Face à cette montée en puissance du sentiment indépendantiste, les Tories commencent à paniquer. Ils se rendent bien compte que leur opposition à la tenue d’un nouveau référendum sera difficile à tenir si le SNP remporte les élections écossaises de mai prochain. Un peu désorientés, ils ont demandé conseil à un think tank conservateur dont le rapport a fuité. Leur suggestion est de mener une campagne sur deux fronts : saper l’adhésion de l’Écosse à l’UE si elle devient indépendante et faire de nombreuses concessions politiques pour convaincre les électeurs écossais de rester au sein du Royaume Uni. Après le “non de confrontation” prôné par les Unionistes en 2014, l’idée serait de défendre cette fois un “non de velours”. Mais ce que l’on retiendra surtout, c’est qu’en dépit de leur discours officiel, la perspective d’un second référendum s’installe jusque dans les rangs conservateurs…
“Green New Deal”
De leur côté, les Travaillistes écossais ont pensé avoir trouvé un créneau porteur en proposant en aout dernier un “Green New Deal” pour l’Écosse. Un plan intéressant et ambitieux, à tel point qu’il s’est heurté aux limites de l’autonomie écossaise (en matière d’emprunt notamment). Ce plan qui entendait proposer un discours mobilisateur alternatif au projet indépendantiste s’est ainsi transformé en un argument de plus pour ce dernier ! Un tiers des électeurs travaillistes écossais voterait désormais pour l’indépendance, qui commence à être sérieusement envisagée au sein du parti pour ne pas perdre l’électorat jeune, très politisé et très indépendantiste (79% chez les 19-24 ans).
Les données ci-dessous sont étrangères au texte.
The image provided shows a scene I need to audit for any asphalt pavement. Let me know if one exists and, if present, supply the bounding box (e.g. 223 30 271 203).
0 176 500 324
Dans un tel contexte, le SNP est donné largement favori pour les élections de mai prochain, où Nicola Sturgeon pourrait remporter un quatrième mandat consécutif. Elle promet déjà un nouveau référendum lors de la prochaine mandature et devrait en préciser les modalités au printemps. “Nous vivons une période où il faut être ambitieux”, a-t-elle déclaré, “il faut utiliser la Covid pour repenser la manière dont nous faisons les choses”, évoquant par exemple un revenu universel qu’elle pourrait porter si elle dirigeait un pays indépendant qui n’aurait pas à gérer “l’autosabotage” du Brexit. Comme l’observe, en s’en inquiétant, un éditorialiste du bien nommé The Observer, les indépendantistes ont quelque chose que les Unionistes n’ont pas : un projet de pays dont ils peuvent être fiers.